Publicado en fmchealth.org
Nuestras vidas están llenas de desafíos y obligaciones que a menudo pueden resultar abrumadores. Cuando te sientes con poca energía, desmotivado o simplemente necesitas un descanso, tomarte un tiempo para ti mismo para recargar energías puede tener efectos positivos en tu salud física, mental y emocional.
A continuación, te presentamos algunas cosas que puedes hacer a diario para cuidar de ti mismo:
Duerme lo suficiente: No dormir lo suficiente no solo te cansará físicamente, sino que también afectará negativamente tu capacidad de tomar decisiones, tu concentración y tu salud emocional. Asegúrate de tener una rutina nocturna establecida con buenos hábitos, como evitar comer y beber justo antes de acostarte, limitar las distracciones (como la televisión o el teléfono móvil) y usar técnicas de relajación para calmar tu mente.
Mantén una dieta saludable: Además de asegurarte de comer lo suficiente durante el día, incluso cuando estés ocupado, intenta elegir una dieta variada con muchas frutas y verduras de colores. Consume carne roja, azúcar, cafeína y alcohol con moderación y asegúrate de beber mucha agua para mantenerte hidratado.

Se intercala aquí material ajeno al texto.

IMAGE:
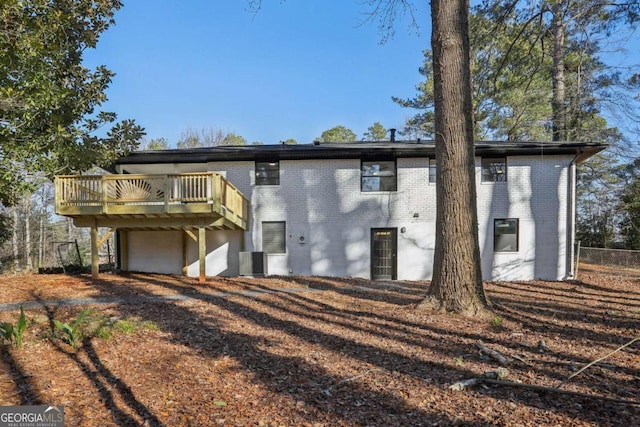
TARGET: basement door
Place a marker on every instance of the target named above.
(384, 248)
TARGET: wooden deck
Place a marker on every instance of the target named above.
(152, 201)
(191, 202)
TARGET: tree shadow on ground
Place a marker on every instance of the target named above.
(24, 386)
(267, 367)
(110, 388)
(334, 398)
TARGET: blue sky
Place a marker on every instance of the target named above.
(292, 70)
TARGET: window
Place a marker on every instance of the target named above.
(267, 173)
(432, 170)
(505, 235)
(378, 175)
(274, 237)
(494, 169)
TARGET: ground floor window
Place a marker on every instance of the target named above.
(505, 235)
(274, 237)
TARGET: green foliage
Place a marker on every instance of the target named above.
(630, 206)
(209, 137)
(157, 144)
(233, 139)
(512, 77)
(10, 332)
(49, 101)
(375, 132)
(72, 333)
(598, 210)
(126, 326)
(338, 134)
(6, 227)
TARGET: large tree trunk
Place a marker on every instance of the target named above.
(457, 279)
(558, 105)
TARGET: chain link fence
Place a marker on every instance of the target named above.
(610, 257)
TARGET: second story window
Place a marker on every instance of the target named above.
(378, 175)
(267, 173)
(494, 169)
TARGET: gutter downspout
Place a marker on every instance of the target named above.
(570, 271)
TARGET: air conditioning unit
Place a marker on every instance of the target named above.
(253, 264)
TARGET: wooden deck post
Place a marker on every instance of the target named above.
(95, 261)
(185, 257)
(202, 252)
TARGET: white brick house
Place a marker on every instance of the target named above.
(364, 210)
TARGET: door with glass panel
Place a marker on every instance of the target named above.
(384, 247)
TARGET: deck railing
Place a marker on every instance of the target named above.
(148, 194)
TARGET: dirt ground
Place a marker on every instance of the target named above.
(312, 351)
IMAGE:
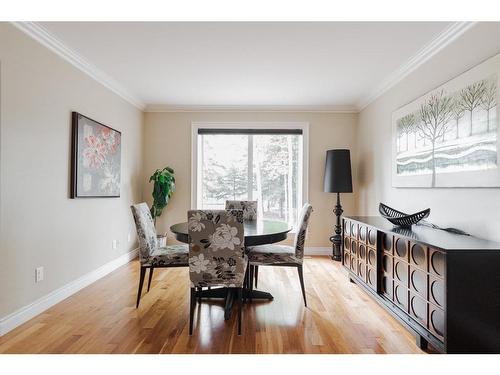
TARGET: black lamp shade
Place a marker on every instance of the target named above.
(338, 177)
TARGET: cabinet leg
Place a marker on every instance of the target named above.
(421, 342)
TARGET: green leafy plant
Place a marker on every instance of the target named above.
(164, 186)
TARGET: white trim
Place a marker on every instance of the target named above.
(317, 250)
(44, 37)
(251, 108)
(28, 312)
(249, 125)
(425, 54)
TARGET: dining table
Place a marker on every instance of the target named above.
(257, 232)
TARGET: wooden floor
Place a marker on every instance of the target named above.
(102, 318)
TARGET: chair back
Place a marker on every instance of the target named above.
(249, 208)
(216, 248)
(146, 232)
(300, 236)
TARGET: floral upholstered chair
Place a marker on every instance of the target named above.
(249, 208)
(281, 255)
(150, 255)
(216, 254)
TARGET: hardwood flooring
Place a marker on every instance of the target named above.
(102, 318)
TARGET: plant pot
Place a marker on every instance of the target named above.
(162, 240)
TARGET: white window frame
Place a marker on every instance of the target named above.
(196, 155)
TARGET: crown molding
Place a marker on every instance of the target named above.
(425, 54)
(44, 37)
(250, 108)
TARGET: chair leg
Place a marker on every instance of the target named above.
(240, 306)
(192, 304)
(150, 277)
(256, 275)
(141, 282)
(250, 281)
(301, 278)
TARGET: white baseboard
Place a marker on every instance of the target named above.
(28, 312)
(316, 250)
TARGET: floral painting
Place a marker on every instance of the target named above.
(449, 137)
(96, 159)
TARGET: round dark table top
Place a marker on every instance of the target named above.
(257, 232)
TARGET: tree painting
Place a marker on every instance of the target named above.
(406, 126)
(435, 115)
(489, 100)
(471, 98)
(453, 131)
(458, 113)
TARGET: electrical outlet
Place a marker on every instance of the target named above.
(38, 274)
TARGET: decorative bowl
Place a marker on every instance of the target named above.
(400, 218)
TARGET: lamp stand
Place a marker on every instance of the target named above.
(336, 239)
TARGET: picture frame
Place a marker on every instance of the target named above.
(95, 159)
(449, 137)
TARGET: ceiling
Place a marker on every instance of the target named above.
(168, 65)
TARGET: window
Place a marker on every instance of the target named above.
(262, 162)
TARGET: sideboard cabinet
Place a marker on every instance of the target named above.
(445, 287)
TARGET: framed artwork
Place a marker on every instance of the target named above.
(449, 137)
(95, 159)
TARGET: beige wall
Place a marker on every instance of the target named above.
(167, 141)
(474, 210)
(39, 224)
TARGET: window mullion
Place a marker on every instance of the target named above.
(250, 168)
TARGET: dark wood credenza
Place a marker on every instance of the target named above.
(445, 287)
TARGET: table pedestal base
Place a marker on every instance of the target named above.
(228, 295)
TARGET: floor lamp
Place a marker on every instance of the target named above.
(338, 180)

Haz algo de actividad física: El ejercicio diario puede ayudar a reducir el estrés y la ansiedad y mejorar tu estado de ánimo general. Incluso si no tienes una rutina de ejercicios establecida, caminar 30 minutos al día puede tener un impacto positivo.
Haz algo que disfrutes: Dedica un tiempo específico a practicar un pasatiempo o una actividad que te guste. Puede ser algo relajante, como leer o escribir en un diario, o algo activo, como hacer senderismo o nadar.

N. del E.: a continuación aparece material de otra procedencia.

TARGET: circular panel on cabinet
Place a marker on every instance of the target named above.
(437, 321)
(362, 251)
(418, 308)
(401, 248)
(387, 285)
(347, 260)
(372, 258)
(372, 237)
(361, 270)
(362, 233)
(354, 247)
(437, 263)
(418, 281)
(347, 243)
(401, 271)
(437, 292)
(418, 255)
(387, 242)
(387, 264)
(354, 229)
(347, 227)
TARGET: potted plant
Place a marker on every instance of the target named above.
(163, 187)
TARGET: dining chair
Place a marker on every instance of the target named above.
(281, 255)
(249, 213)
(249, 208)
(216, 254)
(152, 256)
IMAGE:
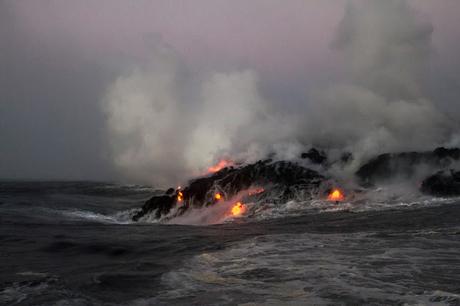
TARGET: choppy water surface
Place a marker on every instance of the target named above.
(73, 244)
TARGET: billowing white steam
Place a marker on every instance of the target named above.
(165, 127)
(381, 107)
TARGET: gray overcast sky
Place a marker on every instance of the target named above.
(57, 59)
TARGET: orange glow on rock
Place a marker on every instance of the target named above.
(220, 165)
(336, 195)
(180, 197)
(238, 209)
(256, 191)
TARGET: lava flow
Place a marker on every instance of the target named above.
(336, 195)
(180, 196)
(224, 163)
(238, 209)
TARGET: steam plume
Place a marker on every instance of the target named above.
(166, 126)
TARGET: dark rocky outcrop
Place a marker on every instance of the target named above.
(404, 165)
(443, 183)
(282, 176)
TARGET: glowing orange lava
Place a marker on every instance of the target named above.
(238, 209)
(220, 165)
(180, 197)
(336, 195)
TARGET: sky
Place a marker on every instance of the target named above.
(137, 90)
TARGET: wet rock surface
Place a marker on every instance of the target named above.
(286, 177)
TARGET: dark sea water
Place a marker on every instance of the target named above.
(72, 243)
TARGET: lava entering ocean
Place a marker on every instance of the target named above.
(336, 195)
(238, 209)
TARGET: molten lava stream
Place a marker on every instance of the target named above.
(336, 195)
(238, 209)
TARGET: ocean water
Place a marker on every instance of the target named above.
(72, 243)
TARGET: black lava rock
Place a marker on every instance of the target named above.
(282, 175)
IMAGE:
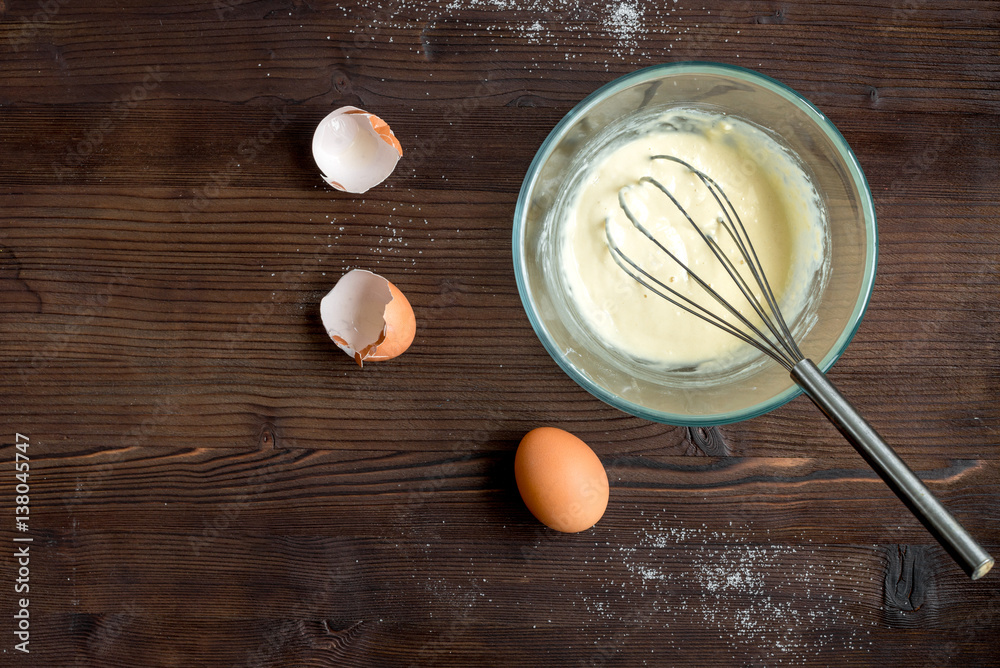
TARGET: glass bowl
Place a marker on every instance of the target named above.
(836, 303)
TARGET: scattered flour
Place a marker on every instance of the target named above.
(749, 595)
(554, 23)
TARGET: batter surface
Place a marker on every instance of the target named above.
(773, 196)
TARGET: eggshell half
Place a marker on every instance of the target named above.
(355, 150)
(368, 317)
(561, 480)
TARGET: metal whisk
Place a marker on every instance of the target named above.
(773, 337)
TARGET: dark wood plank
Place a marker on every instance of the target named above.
(213, 483)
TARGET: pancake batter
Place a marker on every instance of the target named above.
(773, 196)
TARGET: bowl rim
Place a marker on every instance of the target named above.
(672, 69)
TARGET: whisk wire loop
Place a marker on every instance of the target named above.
(733, 224)
(657, 286)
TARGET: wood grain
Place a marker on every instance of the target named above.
(213, 483)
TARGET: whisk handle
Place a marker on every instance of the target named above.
(963, 547)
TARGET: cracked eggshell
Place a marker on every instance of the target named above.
(355, 150)
(368, 317)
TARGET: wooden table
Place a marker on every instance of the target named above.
(213, 483)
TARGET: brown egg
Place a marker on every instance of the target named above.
(561, 480)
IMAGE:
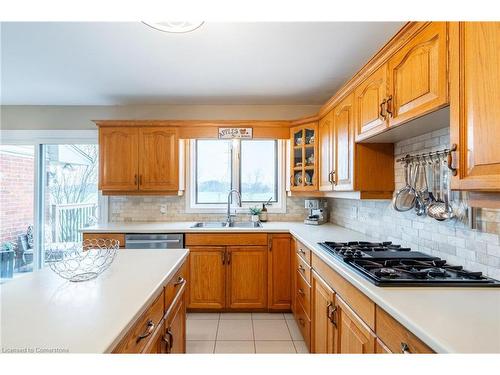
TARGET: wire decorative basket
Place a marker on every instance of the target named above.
(83, 261)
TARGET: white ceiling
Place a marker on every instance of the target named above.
(63, 63)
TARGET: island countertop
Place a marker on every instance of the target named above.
(43, 313)
(448, 319)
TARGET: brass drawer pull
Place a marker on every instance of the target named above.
(180, 281)
(149, 330)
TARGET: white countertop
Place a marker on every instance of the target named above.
(448, 319)
(43, 311)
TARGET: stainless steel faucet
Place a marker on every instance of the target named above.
(230, 217)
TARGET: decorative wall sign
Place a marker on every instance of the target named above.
(232, 133)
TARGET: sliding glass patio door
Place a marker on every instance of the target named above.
(48, 194)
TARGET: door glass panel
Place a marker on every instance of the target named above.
(70, 195)
(17, 184)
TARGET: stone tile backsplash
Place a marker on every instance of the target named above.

Organízate con metas y prioridades: Determina qué es importante para ti y qué debes hacer ahora, en comparación con lo que puede esperar. Encuentra un método que te funcione para llevar un registro de tus responsabilidades. No tengas miedo de decir "no" si sientes que tienes demasiadas cosas que hacer.

Ora, medita o relájate: Puede ser difícil encontrar tiempo para relajarse durante el día, así que intenta programar un momento específico cada día. Cualquier actividad relajante puede funcionar: tejer, hornear, hacer yoga, caminar, lo que sea que te funcione. Concéntrate en respirar profundamente y calmar tu mente.

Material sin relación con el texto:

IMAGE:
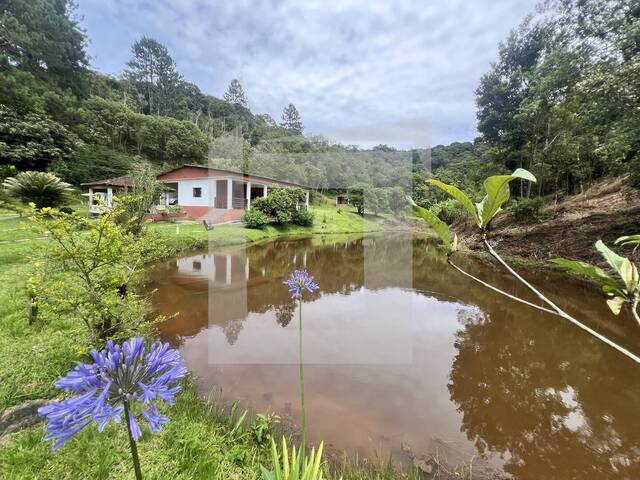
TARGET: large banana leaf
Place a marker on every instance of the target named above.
(610, 256)
(628, 240)
(441, 228)
(586, 269)
(498, 193)
(459, 195)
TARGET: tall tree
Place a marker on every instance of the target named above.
(235, 94)
(291, 119)
(153, 74)
(42, 36)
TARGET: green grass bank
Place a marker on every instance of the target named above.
(198, 441)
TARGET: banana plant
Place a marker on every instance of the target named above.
(498, 193)
(450, 240)
(623, 289)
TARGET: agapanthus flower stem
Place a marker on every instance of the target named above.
(302, 412)
(132, 444)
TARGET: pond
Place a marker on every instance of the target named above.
(404, 353)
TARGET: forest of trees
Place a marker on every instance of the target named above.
(561, 100)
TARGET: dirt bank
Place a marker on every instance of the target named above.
(569, 228)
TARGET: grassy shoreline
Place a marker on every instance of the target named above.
(196, 443)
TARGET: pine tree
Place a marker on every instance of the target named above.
(291, 119)
(235, 94)
(154, 76)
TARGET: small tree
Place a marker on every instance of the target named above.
(291, 119)
(397, 200)
(133, 206)
(235, 94)
(359, 194)
(40, 188)
(90, 269)
(284, 205)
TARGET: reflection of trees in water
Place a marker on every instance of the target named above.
(232, 330)
(552, 408)
(284, 313)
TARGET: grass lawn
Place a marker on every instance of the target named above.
(197, 442)
(328, 220)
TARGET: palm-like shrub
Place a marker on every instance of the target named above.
(41, 188)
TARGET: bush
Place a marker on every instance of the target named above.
(449, 211)
(304, 217)
(525, 208)
(281, 205)
(254, 218)
(40, 188)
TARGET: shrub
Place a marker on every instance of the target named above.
(40, 188)
(525, 208)
(254, 218)
(93, 269)
(282, 204)
(449, 211)
(304, 217)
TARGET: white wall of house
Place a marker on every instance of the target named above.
(185, 192)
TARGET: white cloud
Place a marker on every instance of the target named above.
(345, 64)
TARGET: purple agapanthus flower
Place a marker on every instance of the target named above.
(120, 377)
(299, 281)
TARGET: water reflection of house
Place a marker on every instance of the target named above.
(218, 269)
(205, 193)
(342, 200)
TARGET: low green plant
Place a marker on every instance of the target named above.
(254, 218)
(235, 422)
(525, 208)
(620, 290)
(262, 426)
(294, 465)
(281, 205)
(43, 189)
(304, 217)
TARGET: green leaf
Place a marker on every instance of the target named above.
(628, 240)
(266, 474)
(441, 228)
(615, 304)
(459, 195)
(629, 275)
(610, 256)
(586, 269)
(498, 193)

Concéntrate en lo que hiciste bien: Al final del día, piensa en lo que lograste, no en lo que aún te queda por hacer. Reconoce los pensamientos negativos o inútiles y concéntrate en lo positivo. Tómate un tiempo para practicar la gratitud y escribe o piensa en las cosas por las que estás agradecido.
Conéctate con tus seres queridos: Ya Sea de forma virtual o en persona, pasa tiempo con tu familia y amigos. Comparte cómo te sientes y pregúntales cómo les fue en el día. Realiza un acto de bondad inesperado, como hornear galletas o enviar una tarjeta.
Si te resulta difícil dedicar tiempo al autocuidado, si te sientes abrumado o no sabes por dónde empezar, puede ser útil buscar el apoyo de un profesional de la salud mental certificado. Los síntomas relacionados con la depresión y el trauma, por ejemplo, pueden dificultar especialmente el autocuidado, y la ayuda de un profesional capacitado puede contribuir a abordar las causas subyacentes.